母方の西村家は、奈良県吉野郡下北山村(隣接の和歌山県北山村も含む?)一帯の山林王で[3]、本家に跡継ぎが途絶えたため、祖母もんによって1887年(明治20年)に4歳の伊作が西村家の当主に、父親の余平がその後見人に指名された[4]。余平一家は下北山村の西村家で暮らし始めたが、余平の西洋かぶれの暮らしなどから祖母と合わず、後見人を取り消されたため、再び新宮に戻った。父親は新宮教会を作って布教活動を行なうとともに、子供たちのために幼稚園も付設し[4]、暮らしの洋風化も精力的に推し進めた[5]。1889年(明治22年)に新宮が洪水に見舞われ、教会も幼稚園も被害を受けたため、一家は愛知県熱田町に拠点を移した[4]。熱田神宮近くに「キリスト教講義所」の看板を掲げて伝道活動を続けながら、亜炭採掘を生業とした[4]。伊作は洋服姿で尋常小学校へ通わされ[6]、目立つ格好からよく苛められた[4]。
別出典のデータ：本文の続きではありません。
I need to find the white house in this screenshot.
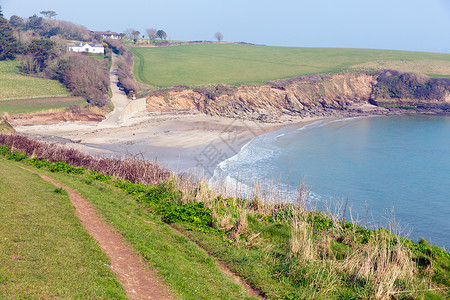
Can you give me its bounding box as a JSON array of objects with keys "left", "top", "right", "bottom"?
[
  {"left": 91, "top": 31, "right": 119, "bottom": 40},
  {"left": 67, "top": 43, "right": 105, "bottom": 54}
]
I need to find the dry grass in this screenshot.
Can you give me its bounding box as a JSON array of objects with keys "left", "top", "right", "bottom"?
[
  {"left": 340, "top": 232, "right": 415, "bottom": 299},
  {"left": 0, "top": 134, "right": 187, "bottom": 188}
]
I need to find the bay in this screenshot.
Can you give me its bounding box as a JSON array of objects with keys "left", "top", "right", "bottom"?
[{"left": 210, "top": 115, "right": 450, "bottom": 249}]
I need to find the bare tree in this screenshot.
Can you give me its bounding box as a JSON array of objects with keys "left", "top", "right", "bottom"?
[
  {"left": 124, "top": 28, "right": 136, "bottom": 39},
  {"left": 145, "top": 28, "right": 158, "bottom": 42},
  {"left": 214, "top": 31, "right": 223, "bottom": 42},
  {"left": 39, "top": 10, "right": 58, "bottom": 19}
]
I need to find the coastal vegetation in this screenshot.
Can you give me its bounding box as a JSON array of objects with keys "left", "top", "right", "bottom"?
[
  {"left": 0, "top": 158, "right": 126, "bottom": 299},
  {"left": 0, "top": 11, "right": 111, "bottom": 112},
  {"left": 0, "top": 135, "right": 450, "bottom": 299},
  {"left": 0, "top": 60, "right": 69, "bottom": 101},
  {"left": 130, "top": 43, "right": 450, "bottom": 88}
]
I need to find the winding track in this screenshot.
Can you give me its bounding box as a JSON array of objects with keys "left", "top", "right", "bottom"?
[{"left": 98, "top": 53, "right": 131, "bottom": 127}]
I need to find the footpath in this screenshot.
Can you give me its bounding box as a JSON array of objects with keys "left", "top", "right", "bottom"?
[{"left": 23, "top": 168, "right": 173, "bottom": 300}]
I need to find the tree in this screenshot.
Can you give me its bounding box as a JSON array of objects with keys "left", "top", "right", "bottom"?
[
  {"left": 131, "top": 30, "right": 141, "bottom": 43},
  {"left": 214, "top": 32, "right": 223, "bottom": 42},
  {"left": 24, "top": 39, "right": 56, "bottom": 72},
  {"left": 26, "top": 14, "right": 42, "bottom": 30},
  {"left": 0, "top": 17, "right": 20, "bottom": 60},
  {"left": 39, "top": 10, "right": 58, "bottom": 19},
  {"left": 9, "top": 15, "right": 25, "bottom": 29},
  {"left": 124, "top": 28, "right": 137, "bottom": 39},
  {"left": 145, "top": 28, "right": 158, "bottom": 42},
  {"left": 156, "top": 29, "right": 167, "bottom": 41}
]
一家は名古屋市に引っ越し、伊作も転校した。1891年(明治24年)10月28日早朝、南武平町に新設されたばかりの名古屋英和学校(現・名古屋学院)のチャペルに家族で礼拝に訪れたその折に[4]濃尾地震が発生し、両親が崩れた教会の煉瓦の煙突の下敷きになって即死、当時7歳の伊作は重傷を負うも、生還した。この地震で、村の犠牲者は伊作の両親二人だけだった[要出典]。伊作ら子供たちは祖母もんに引き取られ、もんを親権者に伊作は西村家の戸主となり、莫大な財産を相続した[4]。11歳ころに、父の弟である大石誠之助がアメリカから帰国し新宮で医院を開業したのを機に、叔父の元に身を寄せ、新宮町高等小学校へ通う[7]。
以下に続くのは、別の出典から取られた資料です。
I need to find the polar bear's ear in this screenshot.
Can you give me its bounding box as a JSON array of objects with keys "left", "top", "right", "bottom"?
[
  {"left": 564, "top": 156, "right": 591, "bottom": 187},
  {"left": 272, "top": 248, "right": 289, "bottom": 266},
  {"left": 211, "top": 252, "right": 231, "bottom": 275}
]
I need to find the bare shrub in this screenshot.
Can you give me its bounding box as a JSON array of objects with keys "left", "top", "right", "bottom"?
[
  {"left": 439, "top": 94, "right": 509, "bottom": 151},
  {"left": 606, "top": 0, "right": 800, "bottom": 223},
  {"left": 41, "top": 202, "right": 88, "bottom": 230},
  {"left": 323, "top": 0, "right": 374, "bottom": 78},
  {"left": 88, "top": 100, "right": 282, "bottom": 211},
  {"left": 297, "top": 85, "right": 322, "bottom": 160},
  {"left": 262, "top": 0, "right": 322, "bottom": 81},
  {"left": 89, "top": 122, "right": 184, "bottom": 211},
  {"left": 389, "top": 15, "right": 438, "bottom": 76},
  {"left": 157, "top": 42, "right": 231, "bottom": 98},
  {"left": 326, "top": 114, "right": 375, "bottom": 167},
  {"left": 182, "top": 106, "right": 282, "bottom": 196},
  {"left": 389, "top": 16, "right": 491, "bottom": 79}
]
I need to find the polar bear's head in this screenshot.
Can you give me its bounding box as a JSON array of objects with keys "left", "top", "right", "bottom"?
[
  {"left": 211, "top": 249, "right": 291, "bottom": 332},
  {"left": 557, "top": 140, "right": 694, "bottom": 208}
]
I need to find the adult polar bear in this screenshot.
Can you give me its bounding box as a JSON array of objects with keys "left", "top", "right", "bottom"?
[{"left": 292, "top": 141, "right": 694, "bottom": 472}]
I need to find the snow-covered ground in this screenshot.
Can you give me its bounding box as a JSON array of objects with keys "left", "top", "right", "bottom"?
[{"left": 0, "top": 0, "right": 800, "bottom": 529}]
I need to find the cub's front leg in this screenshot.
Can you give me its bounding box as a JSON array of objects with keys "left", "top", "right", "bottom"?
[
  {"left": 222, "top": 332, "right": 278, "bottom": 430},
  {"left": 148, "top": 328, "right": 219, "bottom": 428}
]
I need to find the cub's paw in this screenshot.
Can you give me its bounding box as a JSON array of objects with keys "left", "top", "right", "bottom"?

1898年(明治31年)、遠方からの入学者が多かった広島市の明道中学(1892年(明治25年)-1923年(大正12年)、他の出身者には黒島亀人、石田一松ら)に学ぶ。広島には父の妹・井出睦世が牧師の夫ともに住んでいたので、そこから通った。日露戦争に対して非戦論を唱え社会主義思想を持ちビラ配りをした。1903年(明治36年)に中学を卒業したあとは、実家に戻り、家業である山林管理と材木商を継ぐ。伊作は、少年のころから洋風で端正な出で立ちから「異人さんのよう」と言われていた。青年期から独学で絵を描き、陶器をつくり、欧米のモダンリビングを取入れた自邸を設計して住み、またアメリカ留学を終えて帰国した医師である叔父大石誠之助と本格的に生活の改善、欧米化を推進した。1904年(明治37年)に誠之助が開いた新宮初の洋食屋「太平洋食堂」(1年ほどで閉店[5])も手伝った。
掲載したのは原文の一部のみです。